Orgasme....adalah cara Rainer membuat Ale melupakan rasa sakitnya untuk sekejap. 

Rainer merangkak naik sembari mengusap bibirnya lalu detik berikutnya ia sudah melumat bibir Ale dengan liar.

"Mmpphh..." 

Kejantanan Rainer mendobrak masuk kewanitaan Ale dan memompanya liar. Jepitannya yang kuat menghilangkan kewarasan Rainer ketika bercinta dengan Ale. Rasanya ia tak puas dan tak akan pernah puas untuk bercinta dengan Ale. Sedangkan Ale tanpa sadar mencengkeram punggung Rainer erat dengan kedua kakinya yang mengalung sempurna di pinggang laki-laki itu.

"Kau menyukainya, Amor?."

"Hm." Jawab Ale tanpa rasa malu sedikitpun bahkan dengan liarnya ia ikut menggerakan pinggulnya mengikuti nalurinya untuk mencari kenikmatan tersendiri.

Rainer tersenyum sembari mengulum liar puncak payudara Ale yang menegang  sempuna.  Dengan gerakan pinggulnya yang semakin liar memompa bagian tubuh Ale di bawah sana. keras, cepat, dan liar. Menusuk - nusuk hingga sampai dititik terujung kewanitaan Ale yang mampu membuat desahan itu semakin menggema diseluruh ruangan.

Keringat membasahi dua insan yang dibutakan oleh gairah. Hingga akhirnya Rainer tak tahan lagi dan ia semakin menggerakan pinggulnya dengan cepat dan semakin cepat untuk meraih puncak kenikmatan yang tiada tara. Ia meledak didalam sana dengan deras, kepalanya terkulai lemas diceruk leher Ale sembari melepaskan sisa-sisa orgasme yang tersisa. 

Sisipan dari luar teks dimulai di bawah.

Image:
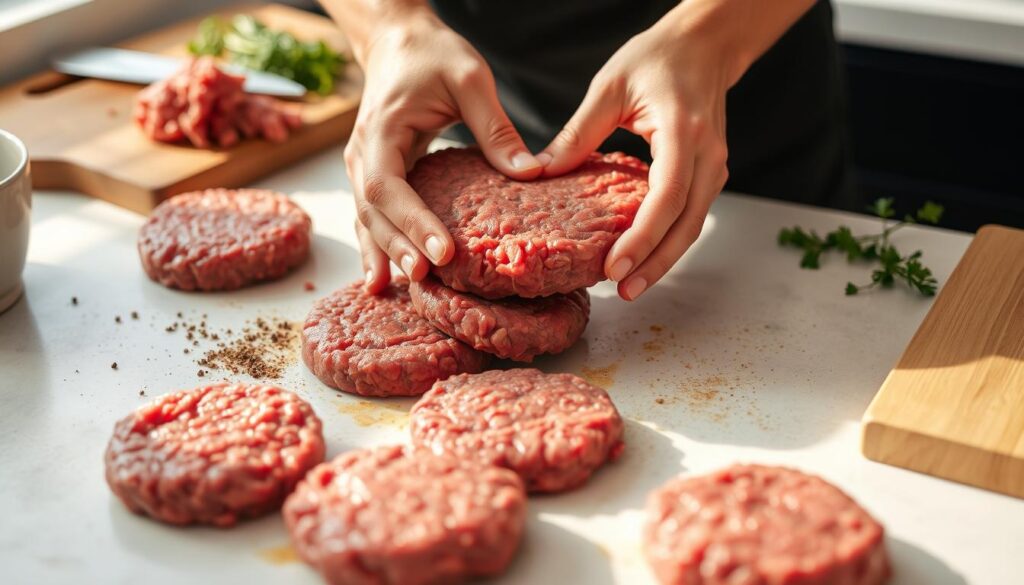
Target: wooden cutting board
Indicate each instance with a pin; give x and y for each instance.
(953, 406)
(81, 135)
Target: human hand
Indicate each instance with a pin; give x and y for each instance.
(667, 84)
(421, 77)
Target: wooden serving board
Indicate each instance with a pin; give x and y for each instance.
(81, 134)
(953, 406)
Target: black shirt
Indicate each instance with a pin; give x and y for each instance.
(785, 118)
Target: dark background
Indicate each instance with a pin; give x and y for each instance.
(934, 128)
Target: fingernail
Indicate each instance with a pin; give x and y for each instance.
(636, 287)
(524, 161)
(435, 248)
(621, 268)
(407, 264)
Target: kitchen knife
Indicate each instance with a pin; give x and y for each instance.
(138, 67)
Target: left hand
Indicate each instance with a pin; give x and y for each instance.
(667, 84)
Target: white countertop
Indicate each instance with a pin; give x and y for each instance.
(756, 361)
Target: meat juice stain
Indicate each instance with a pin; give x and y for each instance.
(366, 413)
(283, 554)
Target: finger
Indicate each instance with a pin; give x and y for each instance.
(420, 145)
(376, 267)
(593, 122)
(375, 261)
(710, 177)
(393, 243)
(385, 189)
(671, 176)
(382, 233)
(500, 141)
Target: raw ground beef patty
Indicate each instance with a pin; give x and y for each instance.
(512, 328)
(528, 239)
(209, 108)
(221, 239)
(390, 516)
(552, 429)
(379, 345)
(213, 455)
(763, 526)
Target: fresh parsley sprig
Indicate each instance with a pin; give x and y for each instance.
(248, 42)
(873, 248)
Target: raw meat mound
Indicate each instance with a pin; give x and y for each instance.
(213, 455)
(511, 328)
(379, 345)
(528, 239)
(210, 108)
(223, 239)
(552, 429)
(763, 526)
(390, 516)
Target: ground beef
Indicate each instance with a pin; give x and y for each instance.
(208, 107)
(389, 516)
(213, 455)
(528, 239)
(223, 239)
(379, 345)
(512, 328)
(552, 429)
(761, 526)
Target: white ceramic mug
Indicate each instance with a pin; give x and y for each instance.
(15, 211)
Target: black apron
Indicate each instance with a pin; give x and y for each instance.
(785, 118)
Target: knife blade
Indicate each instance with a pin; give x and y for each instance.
(143, 68)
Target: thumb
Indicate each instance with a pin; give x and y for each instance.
(499, 139)
(595, 120)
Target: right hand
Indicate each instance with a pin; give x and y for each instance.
(421, 77)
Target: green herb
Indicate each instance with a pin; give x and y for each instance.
(247, 42)
(872, 248)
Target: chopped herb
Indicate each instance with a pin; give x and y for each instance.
(872, 248)
(249, 43)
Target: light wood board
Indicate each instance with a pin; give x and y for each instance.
(81, 135)
(953, 406)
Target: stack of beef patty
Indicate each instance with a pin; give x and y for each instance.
(525, 251)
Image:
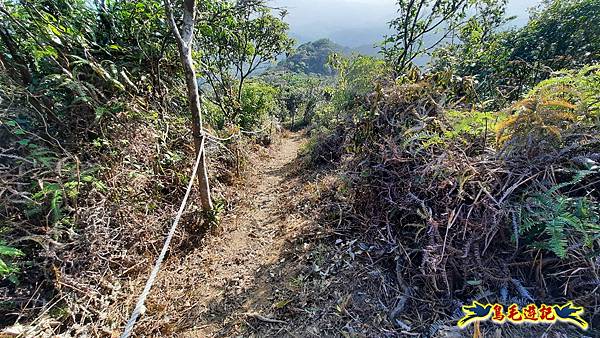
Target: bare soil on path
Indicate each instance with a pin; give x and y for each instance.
(264, 271)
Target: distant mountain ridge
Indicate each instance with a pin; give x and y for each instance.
(311, 57)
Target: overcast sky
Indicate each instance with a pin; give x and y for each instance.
(356, 22)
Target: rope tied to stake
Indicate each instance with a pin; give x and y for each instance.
(139, 307)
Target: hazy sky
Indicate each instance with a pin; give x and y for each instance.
(356, 22)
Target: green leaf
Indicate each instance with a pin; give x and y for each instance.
(10, 251)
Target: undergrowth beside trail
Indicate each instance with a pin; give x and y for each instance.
(495, 206)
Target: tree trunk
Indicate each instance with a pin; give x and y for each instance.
(185, 38)
(194, 103)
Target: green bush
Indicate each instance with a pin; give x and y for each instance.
(258, 101)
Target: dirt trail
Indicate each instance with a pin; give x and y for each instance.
(239, 277)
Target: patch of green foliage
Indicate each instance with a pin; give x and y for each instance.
(559, 223)
(7, 268)
(312, 58)
(259, 100)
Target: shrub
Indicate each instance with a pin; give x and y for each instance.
(258, 100)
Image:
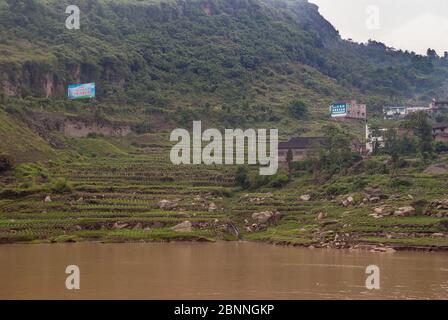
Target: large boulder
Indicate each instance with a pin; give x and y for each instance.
(118, 225)
(265, 217)
(212, 207)
(440, 168)
(167, 204)
(305, 197)
(405, 211)
(185, 226)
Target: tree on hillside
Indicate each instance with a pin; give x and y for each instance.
(298, 109)
(419, 123)
(289, 159)
(392, 148)
(335, 154)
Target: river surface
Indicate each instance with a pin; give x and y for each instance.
(227, 270)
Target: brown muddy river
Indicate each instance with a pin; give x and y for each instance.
(234, 270)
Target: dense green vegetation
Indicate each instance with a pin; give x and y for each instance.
(229, 63)
(187, 54)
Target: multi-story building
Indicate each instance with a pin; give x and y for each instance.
(400, 112)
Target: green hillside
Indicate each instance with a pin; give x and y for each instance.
(160, 65)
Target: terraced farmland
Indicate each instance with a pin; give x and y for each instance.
(122, 198)
(138, 195)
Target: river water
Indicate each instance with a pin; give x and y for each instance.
(226, 270)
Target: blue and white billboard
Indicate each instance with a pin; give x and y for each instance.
(338, 110)
(81, 91)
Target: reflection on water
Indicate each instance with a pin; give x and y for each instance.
(234, 270)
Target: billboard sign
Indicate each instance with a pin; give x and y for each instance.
(81, 91)
(338, 110)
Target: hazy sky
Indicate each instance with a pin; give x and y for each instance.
(415, 25)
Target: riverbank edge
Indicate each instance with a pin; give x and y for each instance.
(364, 246)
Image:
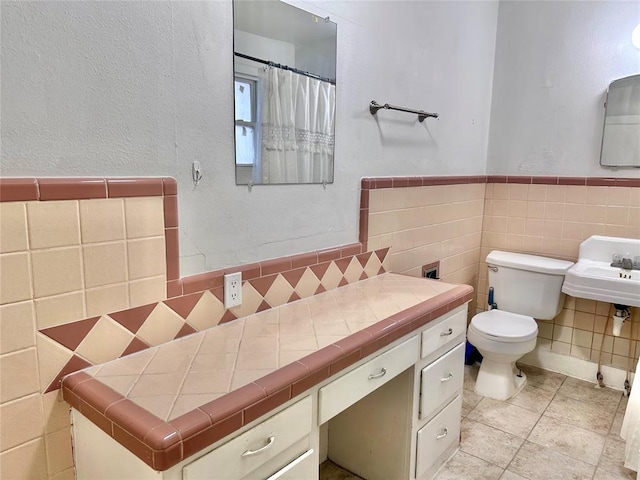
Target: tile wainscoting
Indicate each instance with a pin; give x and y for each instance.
(90, 272)
(425, 220)
(80, 243)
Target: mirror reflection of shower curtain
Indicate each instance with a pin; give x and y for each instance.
(297, 128)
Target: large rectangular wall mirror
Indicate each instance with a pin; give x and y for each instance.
(621, 134)
(284, 93)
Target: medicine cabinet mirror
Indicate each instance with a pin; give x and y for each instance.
(284, 93)
(621, 134)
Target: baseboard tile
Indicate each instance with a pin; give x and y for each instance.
(576, 368)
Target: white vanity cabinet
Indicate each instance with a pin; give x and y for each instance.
(441, 375)
(279, 444)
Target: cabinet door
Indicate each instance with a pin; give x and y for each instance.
(441, 381)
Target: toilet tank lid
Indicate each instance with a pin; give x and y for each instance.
(533, 263)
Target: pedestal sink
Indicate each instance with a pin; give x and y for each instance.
(593, 276)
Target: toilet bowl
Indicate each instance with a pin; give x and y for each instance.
(524, 287)
(501, 338)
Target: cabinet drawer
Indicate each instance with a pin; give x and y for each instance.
(348, 389)
(451, 330)
(441, 380)
(438, 435)
(302, 468)
(253, 448)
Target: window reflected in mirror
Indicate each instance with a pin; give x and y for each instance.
(284, 94)
(621, 133)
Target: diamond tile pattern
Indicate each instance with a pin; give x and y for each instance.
(105, 338)
(172, 376)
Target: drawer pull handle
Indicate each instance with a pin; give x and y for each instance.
(447, 378)
(380, 374)
(250, 453)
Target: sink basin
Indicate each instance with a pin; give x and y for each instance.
(594, 278)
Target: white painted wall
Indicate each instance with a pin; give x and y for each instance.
(98, 88)
(554, 61)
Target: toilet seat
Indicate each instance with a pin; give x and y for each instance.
(501, 326)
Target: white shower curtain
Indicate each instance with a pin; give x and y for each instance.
(297, 128)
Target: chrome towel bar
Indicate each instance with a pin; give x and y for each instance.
(375, 106)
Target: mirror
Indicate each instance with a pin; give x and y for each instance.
(284, 94)
(621, 135)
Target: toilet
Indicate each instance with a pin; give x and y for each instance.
(524, 287)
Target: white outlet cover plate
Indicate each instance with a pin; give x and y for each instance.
(232, 289)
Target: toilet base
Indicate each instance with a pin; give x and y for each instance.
(499, 381)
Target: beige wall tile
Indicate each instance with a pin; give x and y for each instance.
(545, 330)
(617, 215)
(51, 358)
(556, 193)
(148, 290)
(56, 411)
(21, 421)
(68, 474)
(162, 325)
(574, 212)
(146, 258)
(111, 298)
(576, 194)
(56, 271)
(620, 196)
(597, 195)
(60, 309)
(104, 264)
(17, 326)
(106, 341)
(53, 224)
(28, 461)
(102, 220)
(15, 278)
(144, 216)
(59, 454)
(537, 193)
(19, 374)
(13, 234)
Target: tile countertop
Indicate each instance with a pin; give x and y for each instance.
(168, 402)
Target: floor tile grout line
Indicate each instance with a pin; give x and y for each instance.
(556, 393)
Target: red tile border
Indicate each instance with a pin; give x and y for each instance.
(171, 211)
(71, 334)
(135, 187)
(627, 182)
(18, 189)
(172, 253)
(601, 182)
(71, 188)
(162, 445)
(170, 186)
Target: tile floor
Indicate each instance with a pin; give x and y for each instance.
(557, 428)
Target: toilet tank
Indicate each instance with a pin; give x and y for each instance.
(527, 284)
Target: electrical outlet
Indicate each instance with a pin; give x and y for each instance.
(232, 289)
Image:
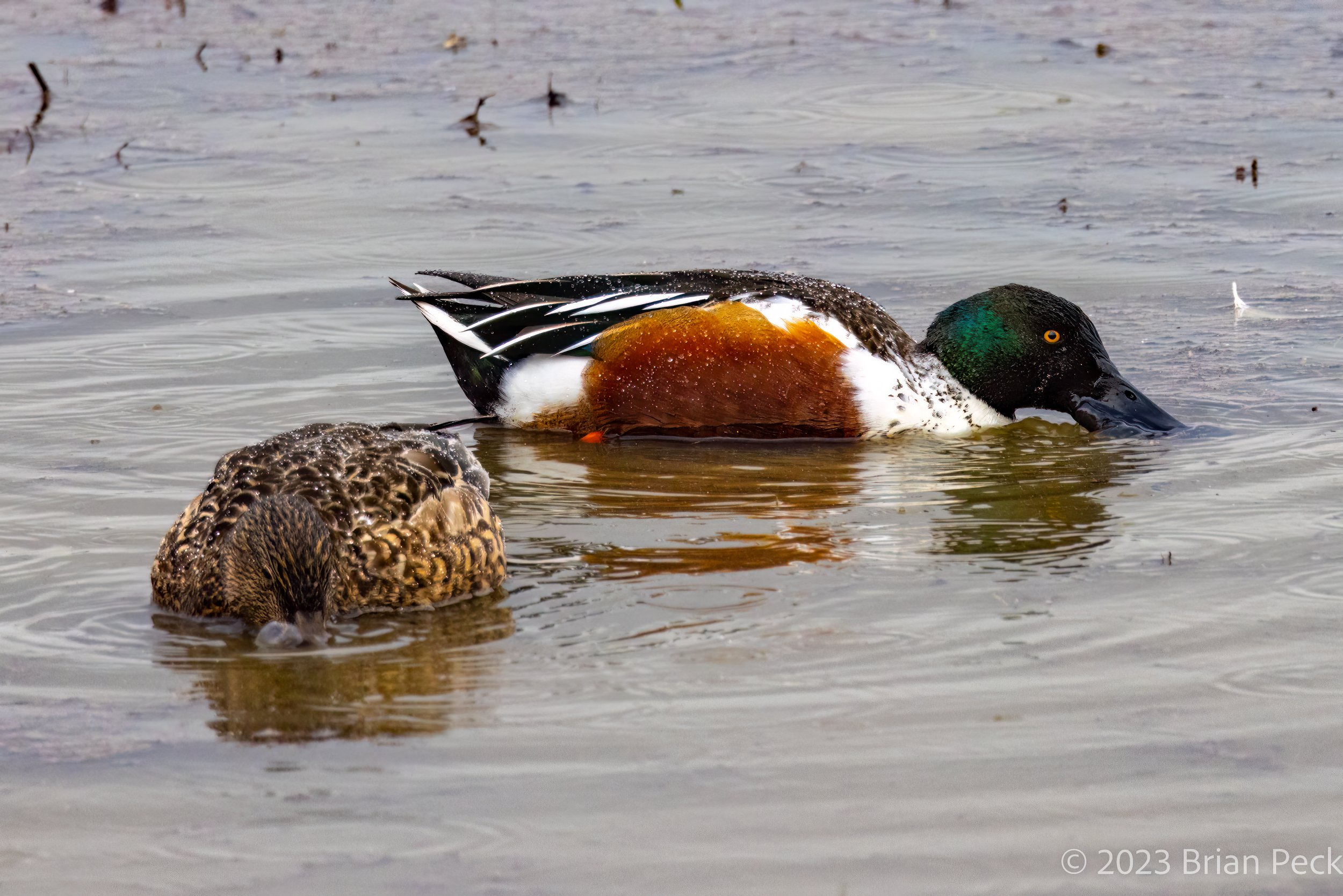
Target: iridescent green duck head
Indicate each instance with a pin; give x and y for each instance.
(1021, 347)
(278, 569)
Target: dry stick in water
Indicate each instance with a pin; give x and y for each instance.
(46, 95)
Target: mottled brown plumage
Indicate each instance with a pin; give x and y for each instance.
(402, 521)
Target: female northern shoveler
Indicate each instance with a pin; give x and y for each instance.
(758, 355)
(332, 519)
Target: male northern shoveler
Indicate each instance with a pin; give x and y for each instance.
(758, 355)
(332, 519)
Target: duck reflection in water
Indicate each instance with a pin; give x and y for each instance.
(668, 507)
(386, 675)
(1028, 494)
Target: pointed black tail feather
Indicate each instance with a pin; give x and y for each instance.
(468, 278)
(479, 377)
(465, 421)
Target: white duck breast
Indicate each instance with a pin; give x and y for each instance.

Ale tertidur lelah sesaat Rainer melepaskan kejantanannya, lalu membersiskan kewanitaan Ale tissue. Detik berikutnya ia menarik selimut untuk menutupi tubuh mereka dan menyusul Ale ke alam mimpi tak lupa dengan kecupan-kecupan lembut yang mendarat dengan sempurna di puncak kepala Ale.